作品タイトル不明
第4話 四度目同士、釣り合いですね
「失礼する」
低い声がした。
入ってきたのは、思っていたより大きい男だった。肩が広いというのではなく、立っているだけで部屋の重心が一つずれる、そういう体格だった。
額に古い傷があった。眉の上からこめかみへ、線が一本走っている。古いというのは、傷の縁の色がもう肌に馴染んでいるからだ。何年経ったものかは知らない。けれど、私と婚約していた誰かの傷より、ずっと古い。
「グレイフィン将軍家のマルクスです」
低く、まっすぐな声だった。
私はソファから立ち上がった。立ち上がってから、彼が、立ち上がる必要はない、と言わなかったことに気づいた。

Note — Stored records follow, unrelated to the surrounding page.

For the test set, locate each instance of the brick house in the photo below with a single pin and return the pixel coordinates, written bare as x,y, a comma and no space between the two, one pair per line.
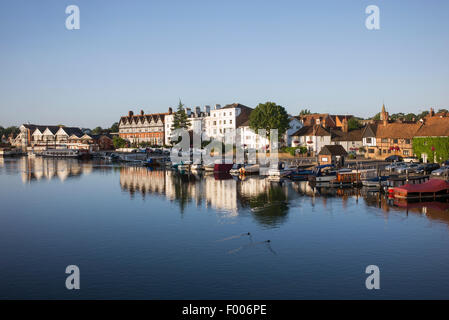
143,127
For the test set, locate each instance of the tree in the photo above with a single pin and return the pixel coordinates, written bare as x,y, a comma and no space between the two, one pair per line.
118,142
114,127
269,116
180,119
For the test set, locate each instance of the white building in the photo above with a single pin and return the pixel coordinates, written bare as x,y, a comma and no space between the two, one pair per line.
295,125
312,137
196,121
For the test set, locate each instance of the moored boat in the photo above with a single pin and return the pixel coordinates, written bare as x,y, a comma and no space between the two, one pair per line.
432,189
60,153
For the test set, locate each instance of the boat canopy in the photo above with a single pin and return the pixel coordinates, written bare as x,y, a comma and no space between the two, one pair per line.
433,185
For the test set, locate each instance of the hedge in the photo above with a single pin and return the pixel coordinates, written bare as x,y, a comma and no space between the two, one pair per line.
424,145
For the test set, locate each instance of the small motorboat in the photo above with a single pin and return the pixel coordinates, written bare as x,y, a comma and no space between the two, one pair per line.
300,175
323,174
236,169
184,166
249,169
278,171
196,167
378,181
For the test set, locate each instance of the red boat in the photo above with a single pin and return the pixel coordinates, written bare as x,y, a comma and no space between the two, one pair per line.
432,189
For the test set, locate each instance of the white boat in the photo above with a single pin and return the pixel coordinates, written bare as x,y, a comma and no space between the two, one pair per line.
196,167
279,170
184,166
60,153
235,171
250,169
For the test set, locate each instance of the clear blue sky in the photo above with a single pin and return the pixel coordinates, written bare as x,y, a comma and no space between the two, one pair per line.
148,54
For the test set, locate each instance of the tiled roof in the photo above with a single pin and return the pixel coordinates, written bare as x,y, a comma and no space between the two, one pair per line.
333,150
148,117
353,135
397,130
311,131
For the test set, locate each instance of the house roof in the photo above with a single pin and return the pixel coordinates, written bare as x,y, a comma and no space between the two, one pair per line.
353,135
434,127
73,131
314,130
138,117
369,130
333,150
397,130
53,129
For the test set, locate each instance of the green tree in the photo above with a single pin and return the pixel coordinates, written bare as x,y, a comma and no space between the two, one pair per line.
269,116
180,119
118,142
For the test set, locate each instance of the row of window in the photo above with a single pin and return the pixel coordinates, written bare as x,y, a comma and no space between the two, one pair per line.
142,130
386,140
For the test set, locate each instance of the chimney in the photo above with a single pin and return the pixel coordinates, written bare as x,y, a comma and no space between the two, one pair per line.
345,127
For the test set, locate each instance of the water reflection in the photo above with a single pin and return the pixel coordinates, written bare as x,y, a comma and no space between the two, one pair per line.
268,203
39,168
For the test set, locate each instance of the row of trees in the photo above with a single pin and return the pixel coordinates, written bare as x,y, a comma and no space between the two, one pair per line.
100,130
7,131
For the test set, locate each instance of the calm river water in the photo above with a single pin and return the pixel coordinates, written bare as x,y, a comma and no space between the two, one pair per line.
137,233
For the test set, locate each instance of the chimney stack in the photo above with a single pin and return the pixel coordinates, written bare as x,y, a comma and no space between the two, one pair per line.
345,127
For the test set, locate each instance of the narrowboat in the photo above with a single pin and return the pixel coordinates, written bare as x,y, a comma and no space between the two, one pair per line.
432,189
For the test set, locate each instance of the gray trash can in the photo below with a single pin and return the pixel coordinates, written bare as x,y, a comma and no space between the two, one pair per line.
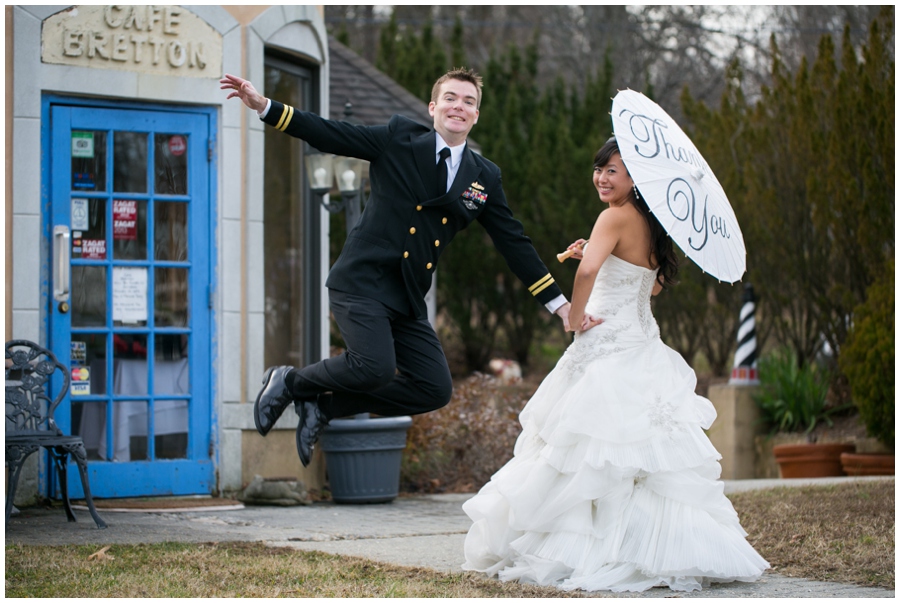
363,457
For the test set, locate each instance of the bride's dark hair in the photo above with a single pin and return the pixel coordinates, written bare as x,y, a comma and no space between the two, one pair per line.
660,242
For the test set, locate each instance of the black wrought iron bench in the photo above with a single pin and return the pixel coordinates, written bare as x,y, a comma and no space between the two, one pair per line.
30,424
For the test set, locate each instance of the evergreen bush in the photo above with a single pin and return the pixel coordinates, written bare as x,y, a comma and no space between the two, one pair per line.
867,359
793,395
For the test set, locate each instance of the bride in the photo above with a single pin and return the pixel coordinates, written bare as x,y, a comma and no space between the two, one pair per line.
613,484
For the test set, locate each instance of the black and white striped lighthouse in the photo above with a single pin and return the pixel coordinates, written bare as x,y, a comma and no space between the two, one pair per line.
745,370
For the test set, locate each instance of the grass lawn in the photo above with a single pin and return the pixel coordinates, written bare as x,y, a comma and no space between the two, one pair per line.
837,533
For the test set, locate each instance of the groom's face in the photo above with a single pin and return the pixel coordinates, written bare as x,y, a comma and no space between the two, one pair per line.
455,111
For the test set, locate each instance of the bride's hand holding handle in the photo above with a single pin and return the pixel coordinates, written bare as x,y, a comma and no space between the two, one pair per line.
589,322
575,250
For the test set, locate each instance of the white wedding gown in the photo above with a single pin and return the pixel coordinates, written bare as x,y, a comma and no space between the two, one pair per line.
614,485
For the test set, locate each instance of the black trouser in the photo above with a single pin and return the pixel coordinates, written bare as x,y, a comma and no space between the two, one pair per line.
394,364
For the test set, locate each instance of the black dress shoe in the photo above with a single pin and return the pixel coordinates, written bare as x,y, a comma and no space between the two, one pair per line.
312,422
273,398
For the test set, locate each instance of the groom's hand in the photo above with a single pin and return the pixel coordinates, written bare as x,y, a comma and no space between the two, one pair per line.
563,312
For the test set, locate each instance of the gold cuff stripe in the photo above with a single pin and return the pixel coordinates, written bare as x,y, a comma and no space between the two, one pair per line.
286,116
541,285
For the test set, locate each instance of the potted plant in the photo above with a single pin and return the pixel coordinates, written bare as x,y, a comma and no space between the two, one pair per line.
867,359
363,457
793,399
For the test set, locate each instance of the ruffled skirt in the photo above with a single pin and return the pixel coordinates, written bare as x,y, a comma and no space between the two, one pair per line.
613,486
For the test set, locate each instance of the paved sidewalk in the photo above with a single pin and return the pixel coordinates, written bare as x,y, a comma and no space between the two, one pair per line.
422,531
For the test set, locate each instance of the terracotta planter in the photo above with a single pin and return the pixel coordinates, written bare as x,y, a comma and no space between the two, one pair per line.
867,464
811,460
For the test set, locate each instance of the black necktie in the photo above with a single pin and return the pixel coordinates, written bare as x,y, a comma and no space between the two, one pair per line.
442,172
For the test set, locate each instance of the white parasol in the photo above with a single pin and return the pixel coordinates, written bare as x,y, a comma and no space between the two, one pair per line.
678,185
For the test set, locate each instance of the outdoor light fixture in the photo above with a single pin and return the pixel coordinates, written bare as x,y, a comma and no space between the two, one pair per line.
348,173
320,170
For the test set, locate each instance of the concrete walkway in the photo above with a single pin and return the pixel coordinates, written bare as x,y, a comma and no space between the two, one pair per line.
421,531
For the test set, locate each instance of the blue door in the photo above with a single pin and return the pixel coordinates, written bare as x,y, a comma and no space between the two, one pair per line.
130,220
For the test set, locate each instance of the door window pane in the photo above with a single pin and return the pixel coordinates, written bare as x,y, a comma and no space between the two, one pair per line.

普通、客が立ち上がるのを止める。けれど彼は止めなかった。彼は、私を「客」として扱うか「妻になるかもしれない人」として扱うか、まだ決めかねている。私は、それでいいと思った。私もまだ決めかねている。
「ヴィオラ・ローレンソンです」
彼がわずかに頭を下げて、向かいの椅子に座った。
座る動作が、訓練された人のそれだった。膝を曲げて、上半身の重みをゆっくり下ろす。椅子の脚がほとんど音を立てない。戦地でいきなり座ると襲われやすい人の座り方だ、と私は思った。彼は、平和な応接間でも、平和な座り方がもうできなくなっている。腰を下ろす最後の瞬間に、軍靴の踵がわずかに床を擦って、小さく鳴った。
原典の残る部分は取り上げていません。